Mesmo que a situação pudesse ser considerada um investimento numa aceção social, como parece ser a posição da autarquia. Só que não é essa a aceção que releva para a legislação financeira.
3.3 - Em conclusão Nos termos do disposto no artigo 44.º, n.º 2, da LOPTC(5), nos instrumentos geradores de dívida pública, como é o caso dos empréstimos, a fiscalização prévia deste Tribunal tem por fim verificar, designadamente, a observância das respetivas finalidades.
Face ao que acima se refere, deve considerar-se que o empréstimo em análise não contempla nenhuma das finalidades previstas e consentidas pelo n.º 4 do artigo 38.º da Lei das Finanças Locais.
A constatada violação da norma financeira aí contida constitui fundamento de recusa de visto nos termos do estatuído na alínea b) do n.º 3 do artigo 44.º da LOPTC.
Acresce que, não tendo ainda sido fixados os limites de endividamento municipal para 2012, não está feita no processo a demonstração de que este empréstimo se conteria nesses limites.
4 - Decisão Pelos fundamentos indicados, e nos termos da alínea b) do n.º 3 do artigo 44.º da LOPTC, acordam os Juízes do Tribunal de Contas, em Subsecção da 1.ª Secção, em recusar o visto ao contrato.

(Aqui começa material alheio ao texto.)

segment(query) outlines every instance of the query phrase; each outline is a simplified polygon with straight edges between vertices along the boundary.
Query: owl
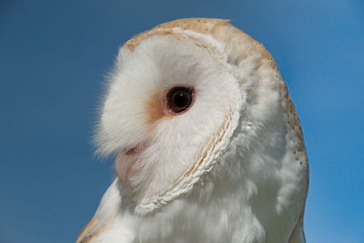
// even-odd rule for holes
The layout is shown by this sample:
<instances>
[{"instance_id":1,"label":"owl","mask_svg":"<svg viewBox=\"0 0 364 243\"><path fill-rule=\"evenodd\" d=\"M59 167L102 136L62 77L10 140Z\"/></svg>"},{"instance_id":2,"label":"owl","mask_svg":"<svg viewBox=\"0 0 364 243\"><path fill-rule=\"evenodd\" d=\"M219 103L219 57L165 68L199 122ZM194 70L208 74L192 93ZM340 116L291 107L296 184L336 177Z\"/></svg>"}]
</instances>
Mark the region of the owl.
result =
<instances>
[{"instance_id":1,"label":"owl","mask_svg":"<svg viewBox=\"0 0 364 243\"><path fill-rule=\"evenodd\" d=\"M305 242L298 117L270 54L228 20L128 40L96 140L116 176L77 243Z\"/></svg>"}]
</instances>

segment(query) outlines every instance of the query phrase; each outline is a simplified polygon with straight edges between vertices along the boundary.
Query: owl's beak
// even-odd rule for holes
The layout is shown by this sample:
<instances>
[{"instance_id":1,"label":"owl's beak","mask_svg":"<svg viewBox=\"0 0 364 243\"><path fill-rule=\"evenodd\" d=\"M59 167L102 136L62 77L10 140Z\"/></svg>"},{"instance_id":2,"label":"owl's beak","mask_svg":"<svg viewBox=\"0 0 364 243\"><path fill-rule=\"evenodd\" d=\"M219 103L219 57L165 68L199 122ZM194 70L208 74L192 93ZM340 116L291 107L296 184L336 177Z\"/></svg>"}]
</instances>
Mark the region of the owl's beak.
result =
<instances>
[{"instance_id":1,"label":"owl's beak","mask_svg":"<svg viewBox=\"0 0 364 243\"><path fill-rule=\"evenodd\" d=\"M136 146L128 149L120 149L116 155L115 160L116 174L121 181L130 187L129 177L136 175L140 168L138 157L145 148L144 146Z\"/></svg>"}]
</instances>

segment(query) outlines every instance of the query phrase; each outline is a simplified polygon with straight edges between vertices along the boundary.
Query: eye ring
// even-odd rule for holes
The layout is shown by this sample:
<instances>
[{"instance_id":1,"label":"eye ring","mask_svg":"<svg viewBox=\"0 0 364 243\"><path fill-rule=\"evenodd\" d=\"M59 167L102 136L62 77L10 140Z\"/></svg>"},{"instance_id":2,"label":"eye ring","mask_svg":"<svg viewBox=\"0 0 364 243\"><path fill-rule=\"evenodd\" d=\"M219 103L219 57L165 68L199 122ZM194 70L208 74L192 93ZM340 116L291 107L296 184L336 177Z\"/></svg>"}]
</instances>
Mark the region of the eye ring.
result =
<instances>
[{"instance_id":1,"label":"eye ring","mask_svg":"<svg viewBox=\"0 0 364 243\"><path fill-rule=\"evenodd\" d=\"M195 101L193 87L175 86L167 94L167 106L170 113L180 115L187 112Z\"/></svg>"}]
</instances>

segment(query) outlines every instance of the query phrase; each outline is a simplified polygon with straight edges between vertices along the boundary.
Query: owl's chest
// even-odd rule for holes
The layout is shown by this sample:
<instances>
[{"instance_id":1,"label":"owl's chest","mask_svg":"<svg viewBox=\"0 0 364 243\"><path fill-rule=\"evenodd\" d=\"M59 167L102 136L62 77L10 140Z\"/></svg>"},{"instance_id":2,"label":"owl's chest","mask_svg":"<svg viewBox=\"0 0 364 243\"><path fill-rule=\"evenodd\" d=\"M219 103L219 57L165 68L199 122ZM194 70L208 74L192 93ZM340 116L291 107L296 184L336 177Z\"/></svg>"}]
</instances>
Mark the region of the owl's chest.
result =
<instances>
[{"instance_id":1,"label":"owl's chest","mask_svg":"<svg viewBox=\"0 0 364 243\"><path fill-rule=\"evenodd\" d=\"M282 226L293 222L270 212L273 207L261 206L259 210L268 218L276 218L268 229L265 219L255 212L258 208L249 205L240 189L228 193L215 189L211 194L207 189L206 194L175 200L139 221L136 242L284 242L290 229ZM274 232L274 239L267 238L268 231Z\"/></svg>"}]
</instances>

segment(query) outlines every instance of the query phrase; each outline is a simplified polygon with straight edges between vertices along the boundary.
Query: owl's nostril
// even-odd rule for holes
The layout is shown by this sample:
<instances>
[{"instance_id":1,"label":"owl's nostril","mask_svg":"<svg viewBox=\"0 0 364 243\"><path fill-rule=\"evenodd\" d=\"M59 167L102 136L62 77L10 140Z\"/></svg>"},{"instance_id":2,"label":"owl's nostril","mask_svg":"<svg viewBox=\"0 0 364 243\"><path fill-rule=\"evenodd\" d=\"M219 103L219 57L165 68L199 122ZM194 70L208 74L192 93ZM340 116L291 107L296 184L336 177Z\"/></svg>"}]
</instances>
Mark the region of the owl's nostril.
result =
<instances>
[{"instance_id":1,"label":"owl's nostril","mask_svg":"<svg viewBox=\"0 0 364 243\"><path fill-rule=\"evenodd\" d=\"M136 154L136 147L132 147L132 148L130 148L129 150L127 150L126 152L126 156L132 156L132 155L135 155L135 154Z\"/></svg>"},{"instance_id":2,"label":"owl's nostril","mask_svg":"<svg viewBox=\"0 0 364 243\"><path fill-rule=\"evenodd\" d=\"M135 156L135 155L137 155L137 154L143 152L144 149L145 149L145 146L136 146L128 150L126 150L124 153L126 156Z\"/></svg>"}]
</instances>

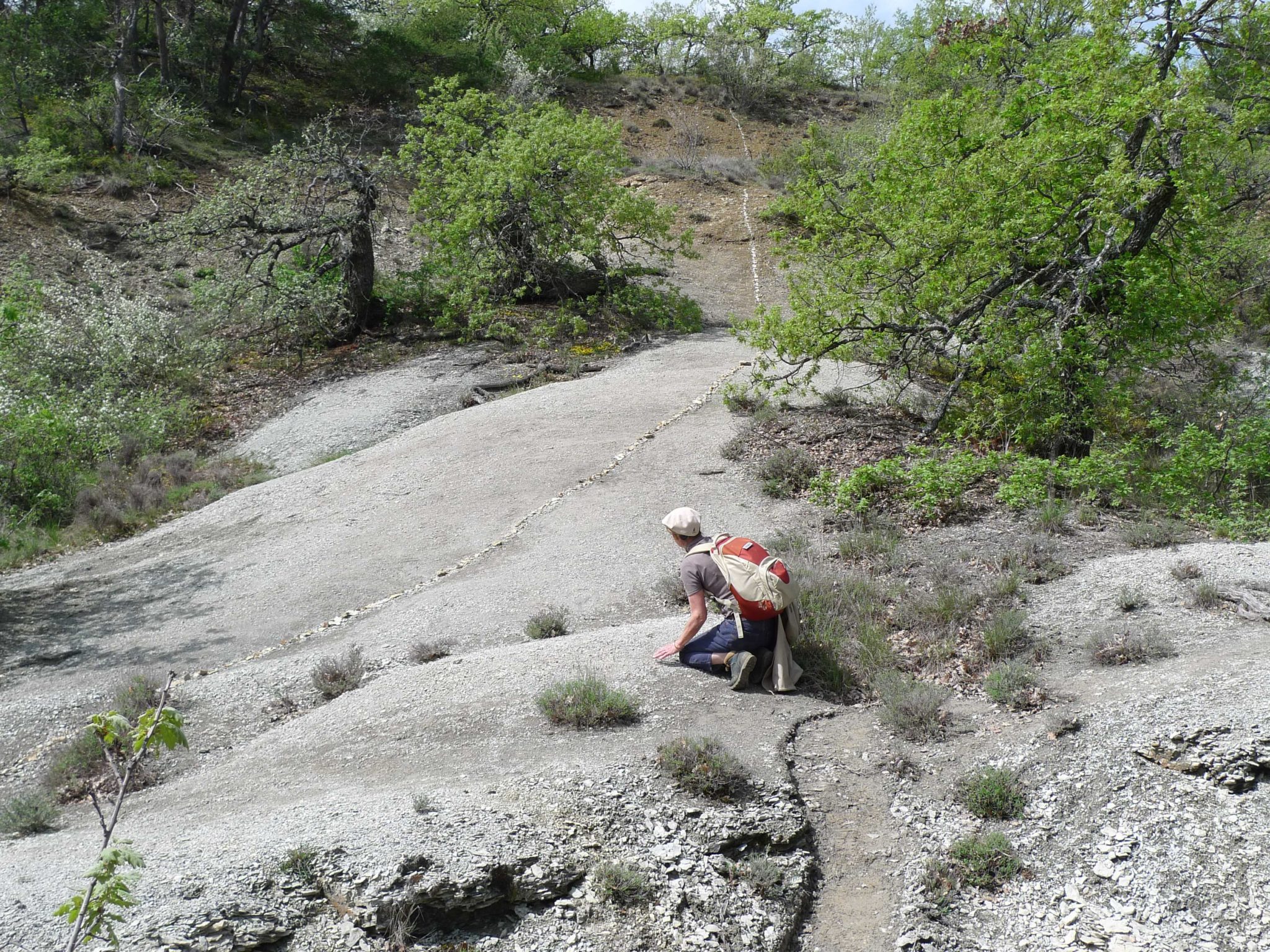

Não são devidos emolumentos nos termos do artigo 8.º do Regime Jurídico anexo ao Decreto-Lei 66/96, de 31 de maio, e respetivas alterações.
(1) Lei 2/2007, de 15 de janeiro, com as alterações introduzidas pela Declaração de Rectificação 14/2007, de 15 de fevereiro, e pelas Leis n.os 22-A/2007, de 29 de junho, 67-A/2007, de 31 de dezembro, 3-B/2010, de 28 de abril, 55-A/2010, de 31 de dezembro, e 64-B/2011, de 30 de dezembro.
(2) Lei 91/2001, de 20 de agosto, alterada pela Lei Orgânica 2/2002, de 28 de agosto, e pelas Leis n.os 23/2003, de 2 de julho, 48/2004, de 24 de agosto, 48/2010, de 19 de outubro, 22/2011, de 20 de maio, e 52/2011, de 13 de outubro.
(3) O POCAL, Plano Oficial de Contabilidade das Autarquias Locais, foi aprovado pelo Decreto-Lei 54-A/99, de 22 de fevereiro, e foi objecto de alterações pela Lei 162/99, de 14 de setembro, pelo Decreto-Lei 315/2000, de 2 de dezembro, pelo Decreto-Lei 84-A/2002, de 5 de abril, e pela Lei 60-A/2005, de 30 de dezembro.
(4) Cfr. Anexo I ao Decreto-Lei 26/2002, de 14 de fevereiro.
(5) Lei 98/97, de 26 de agosto, com as alterações introduzidas pelas Leis nºs 87-B/98, de 31 de dezembro, 1/2001, de 4 de janeiro, 55-B/2004, de 30 de dezembro, 48/2006, de 29 de agosto, 35/2007, de 13 de agosto, 3-B/2010, de 28 de abril, 61/2011, de 7 de dezembro e 2/2012, de 6 de janeiro.
1 de junho de 2012. - Helena Abreu Lopes (relatora) - Manuel Mota Botelho - João Figueiredo.
Fui presente (Procurador Geral Adjunto), José Vicente.
Nota. - Decisão transitada em julgado.